By Ingrid S. Goldstein
We live in a networked society. The Internet, digitization, and globalization have turned our world into a complex system, a tangled web of relationships. Web 2.0 is already being replaced by Web 3.0, the Social Semantic Web. The Web of documents is turning into the Web of data. We live drowning in information, and need the right information at the right time available on the medium currently within reach.
But the established workflows in the publishing industry are no longer compatible with today’s realities. New ways of thinking and new approaches must be established in order to accomplish the required change to meet new consumer demands for a constant flow of connected information. A new paradigm is emerging; in its center is the content and not its printed form, the book. It opens up an opportunity that has not been there for several centuries, an opportunity to organize familiar work processes in completely different ways, to address new tasks, to discover a whole new world with all its potential.
Another new paradigm has emerged at a rapid pace: companies outside the publishing industry, such as Apple and Amazon, are increasingly the ones that define the technical standards on how information is to be published. Publishers are finding themselves in a defensive position when it comes to the means of production. They deliver the content, which has always been the core of their activities. How it will reach the customer — in which technical forms, through which distribution channels, based on which business models — are decisions upon which they have little influence.
E-books are currently the big hype in publishing. Nevertheless e-books are not the actual crucial point. Perhaps they are so popular because in concept, name, and production workflow they most resemble the printed book. The e-book is both alien and familiar at the same time, and can easily be connected to the publishing business. Things look very different, but when it comes to smartphone apps or mash-ups, everything familiar quickly disappears. While the e-book is an excellent entry into the digital world, it should not blind publishers so they miss the larger point. It is definitely not about focusing on specific formats, as their persistence (or rather brevity) in the market is impossible to predict. They may be called e-books or printed books, online publications or iPhone apps. A publisher should be able to serve all of these formats, without focusing exclusively on one.
But how can this be done?
XML, Semantics and RDF
Particular attention must be paid to the quality of the content and its editing. XML, semantics and RDF emerge as main priorities.

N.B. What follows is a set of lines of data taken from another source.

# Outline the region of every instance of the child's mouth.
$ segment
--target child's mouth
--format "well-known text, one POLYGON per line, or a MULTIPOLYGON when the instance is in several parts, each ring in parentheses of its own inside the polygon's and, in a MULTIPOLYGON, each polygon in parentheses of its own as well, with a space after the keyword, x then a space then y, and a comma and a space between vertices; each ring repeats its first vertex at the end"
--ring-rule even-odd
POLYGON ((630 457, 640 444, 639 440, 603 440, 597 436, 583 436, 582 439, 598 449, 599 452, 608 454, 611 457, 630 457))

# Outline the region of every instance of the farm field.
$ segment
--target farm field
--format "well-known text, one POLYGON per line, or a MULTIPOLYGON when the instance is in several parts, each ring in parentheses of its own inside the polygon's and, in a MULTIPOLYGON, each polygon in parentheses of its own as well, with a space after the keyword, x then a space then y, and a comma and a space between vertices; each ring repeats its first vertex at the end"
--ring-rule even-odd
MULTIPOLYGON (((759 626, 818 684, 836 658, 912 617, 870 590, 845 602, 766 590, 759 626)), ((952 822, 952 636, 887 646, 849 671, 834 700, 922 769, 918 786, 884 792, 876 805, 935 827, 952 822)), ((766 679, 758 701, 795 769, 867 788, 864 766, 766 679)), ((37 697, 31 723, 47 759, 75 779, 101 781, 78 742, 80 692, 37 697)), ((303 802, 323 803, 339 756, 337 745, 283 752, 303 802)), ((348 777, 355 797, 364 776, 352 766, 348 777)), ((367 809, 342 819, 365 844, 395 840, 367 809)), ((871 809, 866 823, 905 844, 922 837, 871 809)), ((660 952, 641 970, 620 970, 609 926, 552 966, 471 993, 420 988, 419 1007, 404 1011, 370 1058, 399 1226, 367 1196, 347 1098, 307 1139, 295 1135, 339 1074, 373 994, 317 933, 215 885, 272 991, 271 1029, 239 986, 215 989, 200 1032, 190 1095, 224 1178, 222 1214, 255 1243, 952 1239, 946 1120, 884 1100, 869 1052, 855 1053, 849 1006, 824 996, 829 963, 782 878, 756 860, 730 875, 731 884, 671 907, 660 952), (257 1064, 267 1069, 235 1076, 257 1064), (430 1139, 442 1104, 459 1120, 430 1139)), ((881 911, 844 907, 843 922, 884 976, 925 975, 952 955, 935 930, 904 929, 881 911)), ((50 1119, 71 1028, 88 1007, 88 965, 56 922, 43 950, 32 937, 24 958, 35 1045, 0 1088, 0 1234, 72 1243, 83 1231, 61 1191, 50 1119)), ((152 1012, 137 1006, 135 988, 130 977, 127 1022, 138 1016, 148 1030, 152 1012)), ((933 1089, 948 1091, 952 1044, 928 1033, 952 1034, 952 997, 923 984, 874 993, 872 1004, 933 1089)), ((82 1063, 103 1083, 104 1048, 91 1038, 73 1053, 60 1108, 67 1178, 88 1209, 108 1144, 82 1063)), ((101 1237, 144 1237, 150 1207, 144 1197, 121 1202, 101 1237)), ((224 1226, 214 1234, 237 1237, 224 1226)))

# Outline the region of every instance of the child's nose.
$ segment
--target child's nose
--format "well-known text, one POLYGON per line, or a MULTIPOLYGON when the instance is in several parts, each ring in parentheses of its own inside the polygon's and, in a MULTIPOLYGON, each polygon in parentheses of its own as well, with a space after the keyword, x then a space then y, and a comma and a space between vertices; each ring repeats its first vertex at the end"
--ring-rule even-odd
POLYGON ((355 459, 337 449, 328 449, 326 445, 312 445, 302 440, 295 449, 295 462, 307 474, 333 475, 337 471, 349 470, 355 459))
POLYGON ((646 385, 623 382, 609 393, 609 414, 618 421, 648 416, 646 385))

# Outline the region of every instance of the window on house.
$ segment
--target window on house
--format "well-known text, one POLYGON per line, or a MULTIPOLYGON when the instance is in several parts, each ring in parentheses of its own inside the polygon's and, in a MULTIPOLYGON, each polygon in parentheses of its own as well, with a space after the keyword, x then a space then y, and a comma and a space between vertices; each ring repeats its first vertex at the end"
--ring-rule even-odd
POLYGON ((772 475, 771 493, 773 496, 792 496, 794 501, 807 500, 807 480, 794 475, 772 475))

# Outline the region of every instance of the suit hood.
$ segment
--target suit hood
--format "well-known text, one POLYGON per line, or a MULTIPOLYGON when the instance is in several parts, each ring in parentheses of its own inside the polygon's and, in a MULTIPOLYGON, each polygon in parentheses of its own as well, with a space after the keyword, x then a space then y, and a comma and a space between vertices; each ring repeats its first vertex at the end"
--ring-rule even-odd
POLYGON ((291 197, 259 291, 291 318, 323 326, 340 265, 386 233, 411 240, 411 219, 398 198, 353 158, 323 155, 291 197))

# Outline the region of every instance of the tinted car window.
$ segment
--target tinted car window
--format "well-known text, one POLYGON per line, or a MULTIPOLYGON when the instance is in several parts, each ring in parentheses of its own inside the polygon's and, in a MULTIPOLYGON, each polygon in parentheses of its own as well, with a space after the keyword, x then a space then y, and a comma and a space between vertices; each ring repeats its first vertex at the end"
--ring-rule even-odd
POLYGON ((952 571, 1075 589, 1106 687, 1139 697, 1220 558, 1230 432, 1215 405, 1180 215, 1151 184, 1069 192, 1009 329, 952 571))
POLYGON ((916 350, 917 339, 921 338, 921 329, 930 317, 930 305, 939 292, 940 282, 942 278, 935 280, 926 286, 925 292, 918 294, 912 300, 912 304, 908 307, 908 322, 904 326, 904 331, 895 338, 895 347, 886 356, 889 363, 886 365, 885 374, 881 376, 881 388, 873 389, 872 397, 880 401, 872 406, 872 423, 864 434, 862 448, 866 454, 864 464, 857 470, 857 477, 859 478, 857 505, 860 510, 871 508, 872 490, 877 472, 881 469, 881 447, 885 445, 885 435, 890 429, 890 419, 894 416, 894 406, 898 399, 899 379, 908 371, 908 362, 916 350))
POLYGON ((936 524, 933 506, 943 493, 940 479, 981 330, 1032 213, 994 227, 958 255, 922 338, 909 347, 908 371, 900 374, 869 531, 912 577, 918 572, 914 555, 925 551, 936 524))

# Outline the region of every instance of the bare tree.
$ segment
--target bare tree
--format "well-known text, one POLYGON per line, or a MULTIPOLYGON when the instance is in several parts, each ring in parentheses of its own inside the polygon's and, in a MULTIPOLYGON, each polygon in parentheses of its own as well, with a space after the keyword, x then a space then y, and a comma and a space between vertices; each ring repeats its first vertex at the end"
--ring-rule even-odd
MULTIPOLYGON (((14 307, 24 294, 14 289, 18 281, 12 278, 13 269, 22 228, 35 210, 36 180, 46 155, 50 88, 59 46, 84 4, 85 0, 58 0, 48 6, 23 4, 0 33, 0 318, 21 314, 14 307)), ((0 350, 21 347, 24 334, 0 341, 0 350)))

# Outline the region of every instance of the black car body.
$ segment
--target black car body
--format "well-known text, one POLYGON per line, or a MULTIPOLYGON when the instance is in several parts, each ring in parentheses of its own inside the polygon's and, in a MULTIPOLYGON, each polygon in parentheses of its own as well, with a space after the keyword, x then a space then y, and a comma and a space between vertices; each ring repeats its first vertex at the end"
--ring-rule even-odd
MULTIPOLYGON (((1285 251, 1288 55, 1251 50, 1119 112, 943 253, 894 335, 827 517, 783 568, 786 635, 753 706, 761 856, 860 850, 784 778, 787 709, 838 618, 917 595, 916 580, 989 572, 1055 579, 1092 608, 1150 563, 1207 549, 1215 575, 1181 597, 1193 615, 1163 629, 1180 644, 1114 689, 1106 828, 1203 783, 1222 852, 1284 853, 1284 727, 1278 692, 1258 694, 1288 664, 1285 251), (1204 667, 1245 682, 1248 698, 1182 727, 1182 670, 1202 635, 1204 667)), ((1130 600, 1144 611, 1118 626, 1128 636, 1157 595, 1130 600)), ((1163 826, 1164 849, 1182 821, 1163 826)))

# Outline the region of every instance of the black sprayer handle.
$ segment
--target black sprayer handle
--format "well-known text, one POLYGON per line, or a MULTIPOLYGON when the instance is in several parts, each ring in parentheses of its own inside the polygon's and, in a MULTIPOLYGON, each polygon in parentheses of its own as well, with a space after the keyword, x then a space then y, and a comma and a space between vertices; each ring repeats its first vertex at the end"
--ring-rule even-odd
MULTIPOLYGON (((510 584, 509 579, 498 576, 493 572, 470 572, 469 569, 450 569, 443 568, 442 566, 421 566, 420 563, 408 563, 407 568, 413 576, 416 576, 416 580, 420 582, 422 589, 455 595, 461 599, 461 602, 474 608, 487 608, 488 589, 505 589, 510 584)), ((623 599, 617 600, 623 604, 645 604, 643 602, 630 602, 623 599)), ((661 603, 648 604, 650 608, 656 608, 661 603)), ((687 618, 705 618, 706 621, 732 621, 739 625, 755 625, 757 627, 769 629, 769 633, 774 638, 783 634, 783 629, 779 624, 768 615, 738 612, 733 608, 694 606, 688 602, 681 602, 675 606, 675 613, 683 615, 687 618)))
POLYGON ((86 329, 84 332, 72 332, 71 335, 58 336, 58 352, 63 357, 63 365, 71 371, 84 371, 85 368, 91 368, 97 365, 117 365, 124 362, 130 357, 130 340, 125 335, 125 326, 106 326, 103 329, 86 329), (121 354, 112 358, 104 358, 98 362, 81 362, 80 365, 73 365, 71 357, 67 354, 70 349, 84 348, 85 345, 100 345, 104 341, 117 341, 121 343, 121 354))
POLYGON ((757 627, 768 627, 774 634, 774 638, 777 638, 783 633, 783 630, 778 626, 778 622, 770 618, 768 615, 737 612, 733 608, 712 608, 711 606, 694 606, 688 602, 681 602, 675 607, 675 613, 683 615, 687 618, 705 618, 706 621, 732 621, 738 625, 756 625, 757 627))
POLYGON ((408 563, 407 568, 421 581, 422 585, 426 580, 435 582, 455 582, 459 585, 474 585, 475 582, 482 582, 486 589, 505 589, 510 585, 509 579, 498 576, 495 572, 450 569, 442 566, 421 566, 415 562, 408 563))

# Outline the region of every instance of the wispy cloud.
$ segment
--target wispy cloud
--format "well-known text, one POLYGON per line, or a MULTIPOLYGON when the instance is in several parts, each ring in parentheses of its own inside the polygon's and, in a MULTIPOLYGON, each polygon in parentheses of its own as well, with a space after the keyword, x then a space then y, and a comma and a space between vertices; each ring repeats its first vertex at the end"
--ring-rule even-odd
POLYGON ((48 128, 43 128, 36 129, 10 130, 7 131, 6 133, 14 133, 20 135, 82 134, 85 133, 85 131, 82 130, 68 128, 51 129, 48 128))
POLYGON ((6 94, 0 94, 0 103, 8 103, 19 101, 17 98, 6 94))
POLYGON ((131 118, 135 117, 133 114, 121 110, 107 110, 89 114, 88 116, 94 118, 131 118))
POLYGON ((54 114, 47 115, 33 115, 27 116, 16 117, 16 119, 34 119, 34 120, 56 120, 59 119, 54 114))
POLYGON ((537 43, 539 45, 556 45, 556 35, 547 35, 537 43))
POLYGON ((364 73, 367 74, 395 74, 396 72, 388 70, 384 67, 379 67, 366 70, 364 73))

Over the past decades, XML, the eXtensible Markup Language, has become an established and indispensable part of the publishing world. The basic idea of XML is to describe content in a media neutral form, independently of software and hardware platforms, to allow for flexible and automatized processing procedures. Not all XML structures are the same. Depending on how the XML structure is defined different goals can be achieved. The following examples illustrate this:
While the first example simply marks the beginning and end of a paragraph, the second example tags additionally typographic statements such as bold, which can then be implemented in the output medium. The third example combines XML with semantics in a semantic markup, which renders transparent the meaning of the content, rather that its design. The word Berlin is clearly identified as city and the word Germany as state. This semantic or meaning oriented markup is completely independent of the output medium. It can be automatically converted to various typographic realizations for various output formats, or can be used to create an on-the-fly search index, to name a few possibilities.
RDF, the Resource Description Framework, can be expressed in XML. It was originally developed as a data model for describing metadata in the World Wide Web, and is now used, among other things, as a language for knowledge representation. RDF puts the data in the context of their meaning by storing complete statements: “Berlin is in Germany.” Such a statement consists of three parts, the subject (Berlin), the object (Germany) and the predicate (is in), which connects the two. Together with other statements, a knowledge network is created that allows accessing the data in various ways.
This triad of XML (media-neutral notation), semantics (meaning of the data), and RDF (context of the data and metadata) is the best way for a publisher to be prepared for future requirements. Such a tagging strategy leads to increased transparency, and hence to a growing potential to respond quickly and inexpensively to changing market and user requirements. Such data is referred to as agile content. Any content may require further editing or improvement in the course of its lifetime.
Content published today that is not prepared as agile content is prone to substantial additional expenses to produce various output formats.
Depending on the type of content, different strategies apply. Change is not instant but rather a process that needs time but can be accelerated. Any publisher who is not already on this path should take the first steps today.
Ingrid S. Goldstein (igoldstein[at]know-arch[dot]com) has over 20 years experience working in publishing and focusing on publishing strategies based on semantics and XML. She founded the London/Heidelberg-based consulting firm Knowledge Architectures last year.